With Trump, this kind of political puppet and political puppet masters seem to coincide for the first time. Those who live long enough in the United States start to believe in a group of despotic, evil billionaires who have the angry white politician in their power. This is not only because of day-to-day business, or because of the daily business of election campaigns or because of the structural power of the industry in America, but also because of books such as “Dark Money,” “Clinton Cash,” and “Nation on the Take.” They are cold analyses of the far-reaching influence of the plutocracy in America.

Self-Deception

Of course, this is a country of extremes, but know this: Everything that happens in the United States also happens in the Netherlands. And of course, Trump’s scandals are American presidential scandals, scandals on a double portion of steroids: about kids with cancer, about harassment and racism, and about a case that smells like high treason. In the Netherlands, it is about the real estate portfolio of the royal family, about the lack of women in the third Rutte government or the side jobs of party leaders. But the real scandals in the daily life of America, the scandals for which you are responsible as a resident of this country even without voting rights, are the much smaller scandals, the scandals that also take place in the Netherlands: neighbors who sleep underneath your old pizza boxes, shrugging your shoulders about ethnic profiling, the distance between you and your fellow countrymen on the basis of race and income.

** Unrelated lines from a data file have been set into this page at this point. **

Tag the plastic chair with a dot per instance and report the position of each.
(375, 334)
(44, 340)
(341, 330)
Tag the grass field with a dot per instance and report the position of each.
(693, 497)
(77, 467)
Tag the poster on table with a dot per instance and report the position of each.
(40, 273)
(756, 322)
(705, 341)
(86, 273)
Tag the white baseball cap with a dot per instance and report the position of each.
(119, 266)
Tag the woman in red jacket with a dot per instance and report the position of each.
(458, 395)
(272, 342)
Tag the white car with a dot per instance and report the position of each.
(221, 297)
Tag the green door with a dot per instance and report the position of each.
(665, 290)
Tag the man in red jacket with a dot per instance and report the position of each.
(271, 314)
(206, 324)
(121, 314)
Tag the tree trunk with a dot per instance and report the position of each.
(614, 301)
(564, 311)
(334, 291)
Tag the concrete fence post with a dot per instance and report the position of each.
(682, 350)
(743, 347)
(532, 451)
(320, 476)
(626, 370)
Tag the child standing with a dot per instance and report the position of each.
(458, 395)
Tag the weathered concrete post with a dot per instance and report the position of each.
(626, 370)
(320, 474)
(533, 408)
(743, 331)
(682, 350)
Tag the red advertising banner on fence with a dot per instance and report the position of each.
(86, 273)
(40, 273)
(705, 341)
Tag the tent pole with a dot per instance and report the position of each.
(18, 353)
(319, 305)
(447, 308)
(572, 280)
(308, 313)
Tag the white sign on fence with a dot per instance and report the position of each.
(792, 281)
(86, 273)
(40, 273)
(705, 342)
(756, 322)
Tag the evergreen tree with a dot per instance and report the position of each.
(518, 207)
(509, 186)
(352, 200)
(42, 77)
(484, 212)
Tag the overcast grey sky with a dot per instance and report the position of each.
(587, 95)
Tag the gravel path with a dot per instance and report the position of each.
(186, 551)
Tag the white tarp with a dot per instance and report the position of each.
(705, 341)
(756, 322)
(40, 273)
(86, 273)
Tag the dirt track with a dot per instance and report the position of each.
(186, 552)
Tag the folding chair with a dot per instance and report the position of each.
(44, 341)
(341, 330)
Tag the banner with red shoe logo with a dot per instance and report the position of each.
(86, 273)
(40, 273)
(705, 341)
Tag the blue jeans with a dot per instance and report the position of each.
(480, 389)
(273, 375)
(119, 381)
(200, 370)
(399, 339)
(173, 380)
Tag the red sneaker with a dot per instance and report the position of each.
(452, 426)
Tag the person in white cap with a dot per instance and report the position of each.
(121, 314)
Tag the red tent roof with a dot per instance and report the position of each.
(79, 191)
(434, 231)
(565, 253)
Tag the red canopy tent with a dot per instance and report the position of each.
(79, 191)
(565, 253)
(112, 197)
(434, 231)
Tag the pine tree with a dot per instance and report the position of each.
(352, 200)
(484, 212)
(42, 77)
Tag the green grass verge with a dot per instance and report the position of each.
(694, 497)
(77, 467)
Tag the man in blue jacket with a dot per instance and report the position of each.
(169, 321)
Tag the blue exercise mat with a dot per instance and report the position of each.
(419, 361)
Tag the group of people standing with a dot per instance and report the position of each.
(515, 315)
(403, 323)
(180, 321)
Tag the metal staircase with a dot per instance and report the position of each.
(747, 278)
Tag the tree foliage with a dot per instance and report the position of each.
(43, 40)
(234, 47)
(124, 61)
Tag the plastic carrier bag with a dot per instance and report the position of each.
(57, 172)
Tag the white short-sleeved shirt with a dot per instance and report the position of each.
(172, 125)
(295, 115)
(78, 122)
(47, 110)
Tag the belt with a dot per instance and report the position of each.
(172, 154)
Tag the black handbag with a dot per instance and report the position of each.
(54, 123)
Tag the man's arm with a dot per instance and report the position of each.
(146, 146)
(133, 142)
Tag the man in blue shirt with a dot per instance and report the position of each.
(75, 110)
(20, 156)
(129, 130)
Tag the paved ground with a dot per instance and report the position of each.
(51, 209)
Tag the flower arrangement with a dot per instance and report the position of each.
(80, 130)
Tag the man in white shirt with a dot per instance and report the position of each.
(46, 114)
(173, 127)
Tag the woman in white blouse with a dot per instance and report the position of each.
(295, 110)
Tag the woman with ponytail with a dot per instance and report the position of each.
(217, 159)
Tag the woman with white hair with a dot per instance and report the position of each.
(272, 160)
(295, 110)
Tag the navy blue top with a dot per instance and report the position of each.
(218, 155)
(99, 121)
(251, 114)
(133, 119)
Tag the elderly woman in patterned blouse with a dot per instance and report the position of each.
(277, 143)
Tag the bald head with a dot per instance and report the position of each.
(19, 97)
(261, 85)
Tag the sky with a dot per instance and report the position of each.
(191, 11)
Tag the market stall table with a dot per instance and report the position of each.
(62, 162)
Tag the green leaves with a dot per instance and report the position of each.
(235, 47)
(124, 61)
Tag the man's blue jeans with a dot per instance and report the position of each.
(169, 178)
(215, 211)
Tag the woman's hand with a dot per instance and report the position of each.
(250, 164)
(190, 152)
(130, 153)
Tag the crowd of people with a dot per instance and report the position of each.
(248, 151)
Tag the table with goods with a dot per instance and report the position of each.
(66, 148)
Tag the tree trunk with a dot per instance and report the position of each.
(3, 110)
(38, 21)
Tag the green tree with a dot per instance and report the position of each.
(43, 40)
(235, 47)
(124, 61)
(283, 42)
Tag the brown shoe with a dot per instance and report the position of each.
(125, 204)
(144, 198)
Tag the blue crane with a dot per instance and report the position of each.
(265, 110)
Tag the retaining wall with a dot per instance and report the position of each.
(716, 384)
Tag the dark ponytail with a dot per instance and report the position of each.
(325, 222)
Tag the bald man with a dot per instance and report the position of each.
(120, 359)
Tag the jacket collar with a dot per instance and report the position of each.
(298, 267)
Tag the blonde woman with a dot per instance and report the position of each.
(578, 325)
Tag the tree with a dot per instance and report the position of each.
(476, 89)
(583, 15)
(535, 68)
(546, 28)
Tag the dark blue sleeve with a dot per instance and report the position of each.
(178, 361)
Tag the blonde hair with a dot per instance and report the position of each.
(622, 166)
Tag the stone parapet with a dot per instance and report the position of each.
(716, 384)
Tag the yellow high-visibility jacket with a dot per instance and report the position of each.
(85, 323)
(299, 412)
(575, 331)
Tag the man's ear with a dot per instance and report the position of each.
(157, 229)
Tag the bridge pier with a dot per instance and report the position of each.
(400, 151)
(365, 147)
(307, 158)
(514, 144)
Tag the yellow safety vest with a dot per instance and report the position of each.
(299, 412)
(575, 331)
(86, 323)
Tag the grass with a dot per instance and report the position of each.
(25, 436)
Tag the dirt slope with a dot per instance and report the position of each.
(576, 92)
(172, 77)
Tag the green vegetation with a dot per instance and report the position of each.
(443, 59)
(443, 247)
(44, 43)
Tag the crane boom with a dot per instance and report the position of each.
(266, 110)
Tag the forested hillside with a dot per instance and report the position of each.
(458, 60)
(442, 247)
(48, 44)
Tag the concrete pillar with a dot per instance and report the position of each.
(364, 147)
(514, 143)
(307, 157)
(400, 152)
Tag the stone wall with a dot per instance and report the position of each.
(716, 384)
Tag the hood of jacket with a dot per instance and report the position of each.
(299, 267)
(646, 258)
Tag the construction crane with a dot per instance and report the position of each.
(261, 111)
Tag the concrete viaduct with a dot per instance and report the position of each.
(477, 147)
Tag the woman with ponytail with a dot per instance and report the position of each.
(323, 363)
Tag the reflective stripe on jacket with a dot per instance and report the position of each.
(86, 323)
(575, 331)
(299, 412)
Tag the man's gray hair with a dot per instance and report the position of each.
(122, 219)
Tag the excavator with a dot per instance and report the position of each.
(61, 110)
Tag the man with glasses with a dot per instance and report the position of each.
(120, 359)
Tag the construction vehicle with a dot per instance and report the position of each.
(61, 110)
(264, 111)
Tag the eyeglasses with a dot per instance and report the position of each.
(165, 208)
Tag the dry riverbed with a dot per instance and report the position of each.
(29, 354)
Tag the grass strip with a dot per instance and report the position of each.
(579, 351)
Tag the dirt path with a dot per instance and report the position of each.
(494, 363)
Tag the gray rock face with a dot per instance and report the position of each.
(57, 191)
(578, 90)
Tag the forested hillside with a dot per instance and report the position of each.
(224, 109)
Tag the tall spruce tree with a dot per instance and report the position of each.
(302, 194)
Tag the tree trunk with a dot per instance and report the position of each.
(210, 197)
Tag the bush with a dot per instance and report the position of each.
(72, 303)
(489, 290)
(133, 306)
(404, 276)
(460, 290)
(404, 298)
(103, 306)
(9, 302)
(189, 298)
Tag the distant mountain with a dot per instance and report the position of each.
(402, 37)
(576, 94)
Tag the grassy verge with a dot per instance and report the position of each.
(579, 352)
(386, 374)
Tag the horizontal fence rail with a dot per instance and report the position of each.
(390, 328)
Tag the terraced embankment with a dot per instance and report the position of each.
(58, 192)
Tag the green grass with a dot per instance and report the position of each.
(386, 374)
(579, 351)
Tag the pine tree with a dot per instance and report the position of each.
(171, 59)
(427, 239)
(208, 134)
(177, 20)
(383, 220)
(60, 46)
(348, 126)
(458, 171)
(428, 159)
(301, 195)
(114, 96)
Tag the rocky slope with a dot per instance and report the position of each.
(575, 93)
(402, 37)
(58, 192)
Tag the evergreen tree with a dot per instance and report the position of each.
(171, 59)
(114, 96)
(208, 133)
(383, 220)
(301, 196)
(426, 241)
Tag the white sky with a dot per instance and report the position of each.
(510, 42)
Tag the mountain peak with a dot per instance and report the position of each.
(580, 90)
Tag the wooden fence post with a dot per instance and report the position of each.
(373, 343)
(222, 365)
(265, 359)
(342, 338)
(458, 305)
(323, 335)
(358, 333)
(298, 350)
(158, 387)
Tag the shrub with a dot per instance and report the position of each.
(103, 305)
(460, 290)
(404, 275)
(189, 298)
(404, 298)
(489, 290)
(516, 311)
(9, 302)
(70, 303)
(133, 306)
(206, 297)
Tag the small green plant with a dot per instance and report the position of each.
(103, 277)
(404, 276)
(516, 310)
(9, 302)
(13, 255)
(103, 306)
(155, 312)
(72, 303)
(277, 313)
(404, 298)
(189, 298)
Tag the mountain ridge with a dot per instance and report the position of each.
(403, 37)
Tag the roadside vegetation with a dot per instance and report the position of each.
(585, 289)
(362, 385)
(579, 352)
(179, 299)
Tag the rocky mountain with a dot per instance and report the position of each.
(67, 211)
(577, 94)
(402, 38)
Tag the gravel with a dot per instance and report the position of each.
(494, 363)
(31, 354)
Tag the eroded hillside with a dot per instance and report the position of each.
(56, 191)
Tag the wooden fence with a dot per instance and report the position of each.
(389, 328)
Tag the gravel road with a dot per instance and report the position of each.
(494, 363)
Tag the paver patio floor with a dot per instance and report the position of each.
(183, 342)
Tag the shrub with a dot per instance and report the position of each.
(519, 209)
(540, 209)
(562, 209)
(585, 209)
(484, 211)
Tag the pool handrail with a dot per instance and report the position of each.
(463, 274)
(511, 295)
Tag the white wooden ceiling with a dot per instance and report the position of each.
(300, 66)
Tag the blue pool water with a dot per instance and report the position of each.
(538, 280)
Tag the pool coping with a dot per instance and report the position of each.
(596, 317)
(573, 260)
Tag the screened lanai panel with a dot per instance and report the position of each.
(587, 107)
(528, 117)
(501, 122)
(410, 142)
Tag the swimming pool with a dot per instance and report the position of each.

To object and say that this is not your responsibility brings with it a useless self-hatred, which actually hinders every change; suggesting that individual interests cannot always be aligned with the common good, or that the common good does not even exist, does not change anything about this fact. Those who ignore the social-economic reality of America engage in self-deception, self-justification or reconciliation with the status quo. Such an attitude contributes to the preservation or even enhancement of reigning injustice.

And this brings us automatically back to the president of this country. The facts that he cannot listen, lacks self-awareness, and only has an eye for himself and big money have become platitudes. It is terrifying to notice how quickly you get used to that, and how difficult it is to remain combative and to not resign oneself to the issues of the day. But it is even more difficult to keep recognizing what the true madness is — as it is also in the Netherlands.